In 1973, the first Templeton Prize was given to Mother Teresa. In 2023, we celebrate the 50th anniversary of this award. Over the next 52 weeks, we will highlight each of our laureates and reflect on their impact on the world. From humanitarians and saints to philosophers, theoretical physicists, and one king, the Templeton Prize has honored extraordinary people. Together, they have pushed the boundaries of our understanding of the deepest questions of the universe and humankind’s place and purpose within it, making this (we humbly think) the world’s most interesting prize.
Ralph Wendell Burhoe is remembered as a scientist, theologian, and reformer who devoted much of his life to reconciling the disciplines of religion and science. He founded the influential journal Zygon, which allowed distinguished scientists to write about their discoveries related to God and theology as it pertained to their own research.
Burhoe, the first American recipient of the Templeton Prize, was born in Somerville, Massachusetts in 1911. He attended both Harvard University and Andover Newton Seminary but did not complete his degree at either institution. Burhoe later returned to Harvard as an employee of the Blue Hill Meteorological Observatory and began his career in scientific research. He became an executive officer of the American Academy of Arts in 1947 and went on to teach theology and sciences at Meadville Theological School in Chicago for 10 years.
Harboring a strong belief that science and religion do not exist in conflict with one another, Burhoe developed a theoretical framework that demonstrated the ability of science to reinforce the wisdom of traditional religion. The framework explained how religion emerged within the evolutionary process, and included the concept of God as demonstrated through the processes of natural selection.

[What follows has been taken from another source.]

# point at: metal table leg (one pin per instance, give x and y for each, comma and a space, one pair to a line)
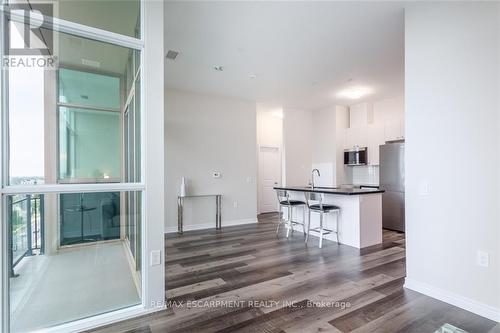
180, 208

Burhoe’s work on how traditional religion could be translated into serious scientific theories was warmly received by many leading scientists of his time.
Ralph Burhoe receiving the Templeton Prize from HRH Prince Phillip
Ralph Wendell Burhoe was awarded the Templeton Prize in 1980 for his passionate investigation into the similarities and differences between religion and science. Prince Philip, Duke of Edinburgh, presented the award at Buckingham Palace in London. Both Sir John Templeton and the Right Honorable Lynden O. Pindling delivered speeches at the ceremony.
“This year the recipient is Dr. Ralph Wendell Burhoe who was the founder and editor of the most influential journal on science and religion called ‘ZYGON’. The name of the journal was taken from that nerve stem which connects two parts of the brain. All of you will benefit from becoming readers of this learned journal. Distinguished scientists from many disciplines and nations write in this journal their discoveries about God, not from ancient scriptures but from research in their own sciences.
Dr. Burhoe is not only a scientist and a theologian; he is also a visionary and a missionary. He is a missionary for a new reformation, a reformation which may be far more profound and revolutionary than the reformation led by Martin Luther.”
– John M. Templeton
Dr. Ralph Burhoe has been one of those prominent men who have, against the tide of popular thought and trends, sought to establish a new and vital role for religion in the world of today. At a time when conversation between religion and science was unfashionable and almost non-existent, Ralph Burhoe, in his writings, by his organizational and promotional skills, and through his great personal contact and rapport with both scientists and theologians, has been at the centre of a growing conversation, international in scope, of momentous importance.
It seems to me that, in the last two decades, no other person in the world has had the cumulative impact in this area on both professional religionists and scientists as had Dr. Burhoe.
His contribution to progress in religion is found in the fact that he, more than any other person now living, has helped turn modern societies from the growing separation between science and religion and has helped some of the world’s top scientists and theologians move into dialogue again.”